Talk about no good deed going unpunished. Throughout the 1990s and 2000s, South Asia’s vulture populations underwent catastrophic declines, the vultures dying while performing their most essential and valued ecosystem service to humans: disposing of cattle carcasses.
These remains would otherwise be left to feed and boost the populations of problem scavengers like feral dogs, or cost the government untold sums to clean up. The main reason for these devastating deaths was a veterinary drug called diclofenac: a painkiller for cattle, but a poison to vultures.
Today, three of India’s resident vulture species- the Slender-billed Vulture Gyps tenuirostris, White-rumped vulture Gyps bengalensis and Indian Vulture Gyps indicus -are considered Critically Endangered, despite formerly numbering tens of millions.
But how many of these beleaguered birds of prey actually remain?
That’s what conservationists have been trying to find out. The Bombay Natural History Society (BNHS – BirdLife in India) and the RSPB (BirdLife in the UK), working as part of Saving Asia’s Vultures from Extinction (SAVE), have been monitoring these species since before the crash. Every four years, they set out on a survey of epic proportions, covering 15,500km of road in 13 states across India, counting individual vultures of each of the three species.
For a while, things looked pretty grim. Then, in 2012, they reporteda slowing-down in the declinesof all three species, with possible signs of recovery in the White-rumped Vulture. These encouraging findings made the headlines.
Now, new methods have resulted in more accurate findings. In a paper published and freely available in Bird ConservationInternational today, the BNHS-RSPB team give updated estimates of the population size, and the upward – or downward – trends for all three species. The estimates for population size now take into account whether the data was collected close to protected areas, where vultures are relatively more common. As a result, they provide a more accurate picture than the team’s earlier estimates.
But the results are not all positive. The good news is that White-rumped Vulture populations still seem to be on the increase. The bad news is that the Indian Vulture population continues to decline.
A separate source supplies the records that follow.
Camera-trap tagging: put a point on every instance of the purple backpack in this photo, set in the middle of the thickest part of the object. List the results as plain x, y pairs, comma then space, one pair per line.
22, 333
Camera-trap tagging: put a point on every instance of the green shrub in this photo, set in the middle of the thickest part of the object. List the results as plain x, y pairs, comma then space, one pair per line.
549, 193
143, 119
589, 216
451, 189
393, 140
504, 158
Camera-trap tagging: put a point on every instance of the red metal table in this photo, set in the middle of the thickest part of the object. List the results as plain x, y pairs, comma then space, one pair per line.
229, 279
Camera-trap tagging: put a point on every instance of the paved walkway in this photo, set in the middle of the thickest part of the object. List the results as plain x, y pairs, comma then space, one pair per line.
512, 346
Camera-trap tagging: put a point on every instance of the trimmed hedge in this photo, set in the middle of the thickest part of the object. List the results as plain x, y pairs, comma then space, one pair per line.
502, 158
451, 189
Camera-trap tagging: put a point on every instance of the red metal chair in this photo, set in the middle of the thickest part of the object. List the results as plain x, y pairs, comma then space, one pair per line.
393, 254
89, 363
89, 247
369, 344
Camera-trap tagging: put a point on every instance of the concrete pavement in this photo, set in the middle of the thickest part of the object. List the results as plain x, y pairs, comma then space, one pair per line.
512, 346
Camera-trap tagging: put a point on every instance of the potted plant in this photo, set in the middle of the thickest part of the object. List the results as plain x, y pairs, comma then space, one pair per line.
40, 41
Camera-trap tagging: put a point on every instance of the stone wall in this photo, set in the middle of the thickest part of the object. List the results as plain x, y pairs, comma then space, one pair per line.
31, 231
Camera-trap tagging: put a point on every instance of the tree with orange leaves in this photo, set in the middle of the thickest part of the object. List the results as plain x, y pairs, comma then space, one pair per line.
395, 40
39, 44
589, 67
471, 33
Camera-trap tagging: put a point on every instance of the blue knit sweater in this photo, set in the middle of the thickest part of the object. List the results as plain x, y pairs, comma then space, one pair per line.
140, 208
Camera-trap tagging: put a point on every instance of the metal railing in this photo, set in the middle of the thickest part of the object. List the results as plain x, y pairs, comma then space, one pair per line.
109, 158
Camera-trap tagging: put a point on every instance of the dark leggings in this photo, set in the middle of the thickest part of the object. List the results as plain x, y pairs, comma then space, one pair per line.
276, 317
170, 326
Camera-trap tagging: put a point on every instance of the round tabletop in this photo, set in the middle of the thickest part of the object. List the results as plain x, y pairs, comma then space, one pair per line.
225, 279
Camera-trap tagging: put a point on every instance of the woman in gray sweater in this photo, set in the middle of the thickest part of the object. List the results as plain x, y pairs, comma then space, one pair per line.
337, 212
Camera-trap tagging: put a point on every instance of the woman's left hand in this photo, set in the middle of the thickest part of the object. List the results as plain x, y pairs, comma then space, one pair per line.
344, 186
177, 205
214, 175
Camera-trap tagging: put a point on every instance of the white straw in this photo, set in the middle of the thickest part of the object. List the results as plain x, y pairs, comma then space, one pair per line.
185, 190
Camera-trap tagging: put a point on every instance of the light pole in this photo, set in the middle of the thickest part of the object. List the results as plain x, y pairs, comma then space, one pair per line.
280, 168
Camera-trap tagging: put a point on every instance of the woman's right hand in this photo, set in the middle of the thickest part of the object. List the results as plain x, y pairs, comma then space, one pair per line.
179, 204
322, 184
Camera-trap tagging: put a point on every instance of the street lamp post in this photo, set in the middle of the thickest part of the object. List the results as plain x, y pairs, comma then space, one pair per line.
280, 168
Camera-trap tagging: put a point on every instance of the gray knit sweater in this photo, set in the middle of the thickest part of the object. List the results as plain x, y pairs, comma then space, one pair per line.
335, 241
Worse, the number of Slender-billed Vultures they counted are now too small to estimate a reliable trend. This new information has been used to back up BirdLife’s global estimates, and support the Vulture Multi-species Action Plan.
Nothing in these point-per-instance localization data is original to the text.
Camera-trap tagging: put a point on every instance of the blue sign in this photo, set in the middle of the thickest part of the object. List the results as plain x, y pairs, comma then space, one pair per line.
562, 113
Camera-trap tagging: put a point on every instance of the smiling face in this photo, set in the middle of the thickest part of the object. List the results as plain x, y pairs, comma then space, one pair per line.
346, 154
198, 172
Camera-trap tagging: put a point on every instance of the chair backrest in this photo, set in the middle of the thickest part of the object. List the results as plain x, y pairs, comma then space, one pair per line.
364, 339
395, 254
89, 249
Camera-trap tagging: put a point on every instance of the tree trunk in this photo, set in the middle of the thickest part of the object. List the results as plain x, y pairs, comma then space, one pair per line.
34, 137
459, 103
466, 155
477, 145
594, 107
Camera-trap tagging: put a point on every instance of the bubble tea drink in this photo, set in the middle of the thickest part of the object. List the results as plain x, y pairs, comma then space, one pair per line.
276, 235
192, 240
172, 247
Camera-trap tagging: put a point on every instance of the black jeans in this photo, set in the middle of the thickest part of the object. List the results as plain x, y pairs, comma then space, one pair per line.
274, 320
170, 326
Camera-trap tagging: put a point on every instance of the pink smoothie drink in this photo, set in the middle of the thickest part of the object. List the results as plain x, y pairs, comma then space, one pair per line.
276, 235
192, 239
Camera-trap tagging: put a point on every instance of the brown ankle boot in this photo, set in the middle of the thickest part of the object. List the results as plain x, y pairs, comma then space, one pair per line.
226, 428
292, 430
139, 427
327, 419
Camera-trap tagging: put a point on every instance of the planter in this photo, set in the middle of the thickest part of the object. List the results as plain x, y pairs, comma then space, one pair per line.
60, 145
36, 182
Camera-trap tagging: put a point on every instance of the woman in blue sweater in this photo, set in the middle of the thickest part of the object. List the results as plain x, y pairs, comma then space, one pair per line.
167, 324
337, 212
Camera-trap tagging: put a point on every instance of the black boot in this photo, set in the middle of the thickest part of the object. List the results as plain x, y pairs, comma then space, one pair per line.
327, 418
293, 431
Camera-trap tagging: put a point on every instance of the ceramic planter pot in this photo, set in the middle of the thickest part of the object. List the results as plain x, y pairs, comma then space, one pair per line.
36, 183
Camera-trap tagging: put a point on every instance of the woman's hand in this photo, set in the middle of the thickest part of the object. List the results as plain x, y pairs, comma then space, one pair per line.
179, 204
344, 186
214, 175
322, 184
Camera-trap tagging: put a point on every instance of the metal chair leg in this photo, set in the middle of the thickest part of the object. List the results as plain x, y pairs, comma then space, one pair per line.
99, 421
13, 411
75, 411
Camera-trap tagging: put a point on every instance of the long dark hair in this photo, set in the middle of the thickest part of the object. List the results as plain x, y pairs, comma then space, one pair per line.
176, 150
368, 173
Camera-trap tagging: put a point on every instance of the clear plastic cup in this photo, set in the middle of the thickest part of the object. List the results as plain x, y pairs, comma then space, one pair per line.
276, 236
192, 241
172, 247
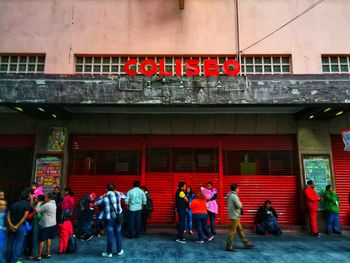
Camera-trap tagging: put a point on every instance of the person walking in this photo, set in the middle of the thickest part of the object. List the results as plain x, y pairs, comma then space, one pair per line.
135, 199
211, 194
68, 201
47, 225
181, 202
65, 230
113, 212
331, 205
311, 203
190, 196
234, 213
200, 217
16, 217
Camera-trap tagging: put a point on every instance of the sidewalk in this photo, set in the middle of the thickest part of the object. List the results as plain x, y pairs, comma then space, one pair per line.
155, 247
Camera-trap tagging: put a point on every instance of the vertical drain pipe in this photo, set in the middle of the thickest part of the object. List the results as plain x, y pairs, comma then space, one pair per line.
238, 44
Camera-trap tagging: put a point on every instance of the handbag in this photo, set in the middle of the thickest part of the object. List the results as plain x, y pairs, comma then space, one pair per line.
118, 217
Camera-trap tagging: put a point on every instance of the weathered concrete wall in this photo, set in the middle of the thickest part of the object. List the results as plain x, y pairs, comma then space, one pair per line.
292, 90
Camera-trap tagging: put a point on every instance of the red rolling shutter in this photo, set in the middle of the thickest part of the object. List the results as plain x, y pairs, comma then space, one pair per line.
341, 165
281, 188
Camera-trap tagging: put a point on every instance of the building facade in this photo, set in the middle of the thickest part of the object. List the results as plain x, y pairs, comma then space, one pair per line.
62, 65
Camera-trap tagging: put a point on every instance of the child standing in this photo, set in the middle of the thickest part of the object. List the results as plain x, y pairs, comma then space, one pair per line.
190, 196
65, 230
3, 215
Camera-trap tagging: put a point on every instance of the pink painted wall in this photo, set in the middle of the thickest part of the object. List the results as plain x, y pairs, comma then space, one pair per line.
62, 28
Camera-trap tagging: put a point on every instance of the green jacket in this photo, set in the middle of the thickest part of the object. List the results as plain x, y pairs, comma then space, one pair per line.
331, 202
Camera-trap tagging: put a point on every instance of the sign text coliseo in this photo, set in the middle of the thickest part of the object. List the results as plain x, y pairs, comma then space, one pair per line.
211, 68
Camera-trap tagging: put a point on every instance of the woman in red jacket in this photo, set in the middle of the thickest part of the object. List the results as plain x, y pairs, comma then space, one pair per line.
311, 203
200, 217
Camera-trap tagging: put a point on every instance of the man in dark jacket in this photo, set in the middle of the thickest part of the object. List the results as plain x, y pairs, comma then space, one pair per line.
267, 222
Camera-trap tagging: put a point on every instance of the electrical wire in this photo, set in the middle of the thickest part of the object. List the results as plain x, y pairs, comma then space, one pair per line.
284, 25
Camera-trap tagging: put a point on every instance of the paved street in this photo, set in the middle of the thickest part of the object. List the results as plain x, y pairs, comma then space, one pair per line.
154, 248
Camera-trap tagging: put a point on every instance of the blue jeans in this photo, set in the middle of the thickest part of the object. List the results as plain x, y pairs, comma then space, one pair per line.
332, 223
113, 232
14, 244
189, 219
200, 222
182, 224
212, 222
134, 223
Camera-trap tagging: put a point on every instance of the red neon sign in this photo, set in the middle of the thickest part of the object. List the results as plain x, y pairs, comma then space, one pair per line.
211, 68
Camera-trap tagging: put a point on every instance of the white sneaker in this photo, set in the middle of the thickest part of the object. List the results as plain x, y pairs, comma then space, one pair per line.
106, 255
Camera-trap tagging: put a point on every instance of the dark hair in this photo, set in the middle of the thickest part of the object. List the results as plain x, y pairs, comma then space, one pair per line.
144, 188
310, 182
50, 196
110, 187
25, 193
67, 189
267, 202
181, 184
234, 187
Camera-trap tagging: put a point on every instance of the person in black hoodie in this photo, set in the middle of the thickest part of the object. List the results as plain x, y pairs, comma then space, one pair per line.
266, 219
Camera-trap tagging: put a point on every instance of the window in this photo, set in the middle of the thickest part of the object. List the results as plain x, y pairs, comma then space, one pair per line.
335, 64
188, 160
22, 64
266, 65
122, 162
259, 163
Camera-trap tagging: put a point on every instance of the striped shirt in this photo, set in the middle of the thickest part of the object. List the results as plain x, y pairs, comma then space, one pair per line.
115, 198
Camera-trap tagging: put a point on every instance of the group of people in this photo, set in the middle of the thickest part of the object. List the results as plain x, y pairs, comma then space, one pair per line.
29, 224
36, 218
196, 208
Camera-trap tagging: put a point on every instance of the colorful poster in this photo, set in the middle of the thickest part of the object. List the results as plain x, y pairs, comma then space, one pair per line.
48, 172
318, 169
56, 139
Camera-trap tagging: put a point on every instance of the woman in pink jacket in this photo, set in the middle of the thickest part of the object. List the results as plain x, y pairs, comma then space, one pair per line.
68, 202
211, 194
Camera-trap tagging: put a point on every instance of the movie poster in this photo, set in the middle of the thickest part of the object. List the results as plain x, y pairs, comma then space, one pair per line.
48, 172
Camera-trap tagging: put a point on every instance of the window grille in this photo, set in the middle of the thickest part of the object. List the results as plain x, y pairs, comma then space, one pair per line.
22, 64
335, 64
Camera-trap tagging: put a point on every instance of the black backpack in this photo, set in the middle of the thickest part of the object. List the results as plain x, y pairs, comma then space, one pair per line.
72, 244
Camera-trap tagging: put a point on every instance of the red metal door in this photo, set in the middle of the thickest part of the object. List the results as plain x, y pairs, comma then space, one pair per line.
341, 165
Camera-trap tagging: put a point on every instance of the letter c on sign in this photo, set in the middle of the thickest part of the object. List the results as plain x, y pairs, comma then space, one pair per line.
129, 72
229, 72
150, 72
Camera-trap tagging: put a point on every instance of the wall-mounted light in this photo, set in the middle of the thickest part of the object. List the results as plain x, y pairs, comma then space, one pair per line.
18, 109
339, 113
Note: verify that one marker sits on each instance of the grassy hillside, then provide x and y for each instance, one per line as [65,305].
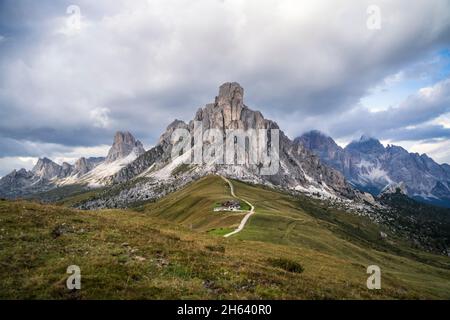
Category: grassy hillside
[292,248]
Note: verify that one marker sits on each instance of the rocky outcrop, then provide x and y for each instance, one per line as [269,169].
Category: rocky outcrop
[371,167]
[299,168]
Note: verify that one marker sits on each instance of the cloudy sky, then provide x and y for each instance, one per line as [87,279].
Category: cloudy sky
[74,72]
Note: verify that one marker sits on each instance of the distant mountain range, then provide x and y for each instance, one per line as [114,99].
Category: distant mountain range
[371,167]
[93,172]
[312,163]
[153,173]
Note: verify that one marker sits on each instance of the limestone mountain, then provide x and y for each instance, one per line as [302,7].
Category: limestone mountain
[124,144]
[94,171]
[156,173]
[371,167]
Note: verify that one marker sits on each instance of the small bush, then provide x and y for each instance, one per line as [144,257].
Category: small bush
[217,248]
[287,265]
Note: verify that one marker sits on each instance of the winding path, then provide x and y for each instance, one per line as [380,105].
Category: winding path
[247,216]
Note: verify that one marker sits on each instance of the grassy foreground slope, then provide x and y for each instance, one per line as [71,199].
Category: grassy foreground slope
[167,250]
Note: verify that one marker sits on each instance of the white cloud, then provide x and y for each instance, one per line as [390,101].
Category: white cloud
[99,117]
[302,63]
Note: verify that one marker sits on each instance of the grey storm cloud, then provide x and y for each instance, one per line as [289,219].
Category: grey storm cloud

Vulture numbers are “alarmingly low”
According to Dr Vibhu Prakash, lead author of the paper and Principal Scientist for the BNHS: “The new best estimate of population size for all three species is much lower than previously thought. In 2015, we estimate there were approximately 6,000 white-rumped vultures, 12,000 long-billed vultures and 1,000 slender-billed vultures. These numbers are alarmingly low.”
So why are populations still so depleted? Well, diclofenac remains a problem, despite a long battle to eradicate it. The painkiller was banned for veterinary use way back in 2006 throughout India and neighbouring countries, but pharmaceutical companies continued to produce diclofenac in suspiciously large vials – allegedly as “multi-packs” for human use, but easily re-purposed for livestock. Then in 2015, The Government of India banned these large vials of diclofenac too. This year, in a final, desperate attempt to grasp profits, two Indian pharmaceutical companies legally challenged this second ban, but fortunately it was upheld by the Madras High Court. The hope is that this will signal a final end to the problem painkiller.
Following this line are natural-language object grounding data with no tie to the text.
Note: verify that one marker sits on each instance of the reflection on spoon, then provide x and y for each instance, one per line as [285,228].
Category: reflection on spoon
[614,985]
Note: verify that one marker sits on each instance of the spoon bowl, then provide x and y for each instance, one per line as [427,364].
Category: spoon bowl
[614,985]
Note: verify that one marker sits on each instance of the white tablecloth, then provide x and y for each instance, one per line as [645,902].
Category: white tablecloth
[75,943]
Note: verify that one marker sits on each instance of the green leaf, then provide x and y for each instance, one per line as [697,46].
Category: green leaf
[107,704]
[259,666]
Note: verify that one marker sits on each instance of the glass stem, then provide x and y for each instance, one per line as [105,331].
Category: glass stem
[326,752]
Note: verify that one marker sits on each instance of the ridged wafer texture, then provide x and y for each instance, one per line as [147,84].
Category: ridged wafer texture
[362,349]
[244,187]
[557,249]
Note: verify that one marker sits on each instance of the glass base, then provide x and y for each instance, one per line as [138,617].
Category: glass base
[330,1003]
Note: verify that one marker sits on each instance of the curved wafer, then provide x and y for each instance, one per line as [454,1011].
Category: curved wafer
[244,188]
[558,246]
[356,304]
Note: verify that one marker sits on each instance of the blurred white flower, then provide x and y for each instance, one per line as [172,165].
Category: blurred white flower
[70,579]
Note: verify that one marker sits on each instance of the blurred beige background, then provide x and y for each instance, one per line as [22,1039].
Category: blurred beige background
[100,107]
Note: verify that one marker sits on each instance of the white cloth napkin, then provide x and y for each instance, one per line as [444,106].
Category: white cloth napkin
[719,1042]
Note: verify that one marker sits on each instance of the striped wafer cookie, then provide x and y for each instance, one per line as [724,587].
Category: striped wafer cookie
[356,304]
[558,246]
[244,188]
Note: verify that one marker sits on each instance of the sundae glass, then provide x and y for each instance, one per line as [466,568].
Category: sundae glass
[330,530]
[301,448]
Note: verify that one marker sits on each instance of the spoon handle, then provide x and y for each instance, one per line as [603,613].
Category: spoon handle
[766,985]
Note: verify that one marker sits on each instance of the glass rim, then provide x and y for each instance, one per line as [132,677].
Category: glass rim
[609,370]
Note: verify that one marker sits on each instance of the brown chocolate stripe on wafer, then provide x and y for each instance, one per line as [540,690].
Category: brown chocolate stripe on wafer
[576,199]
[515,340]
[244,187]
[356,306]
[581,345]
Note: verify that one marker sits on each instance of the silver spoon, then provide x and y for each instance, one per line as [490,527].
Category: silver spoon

“The vulture crisis in India is not over”
But it’s not just diclofenac. Diclofenac is only one of over a dozen drugs known as non-steroidal anti-inflammatory drugs (NSAIDs) available in India. We know that one, called meloxicam, is non-toxic to vultures. But we also know that four others (aceclofenac, carprofen, flunixin, ketoprofen and nimesulide) are toxic. And their threat is arguably far greater than diclofenac, because they are all still legal.
It’s not all bad news, but it’s clear that a lot more work is needed. Dr Toby Galligan, co-author of the paper and Senior Conservation Scientist for the RSPB Centre for Conservation Science, sums up the situation: “Our paper is reminder that the vulture crisis in India is not over, and more regulatory actions on vulture-toxic NSAIDs need to happen to save India’s vultures from extinction.”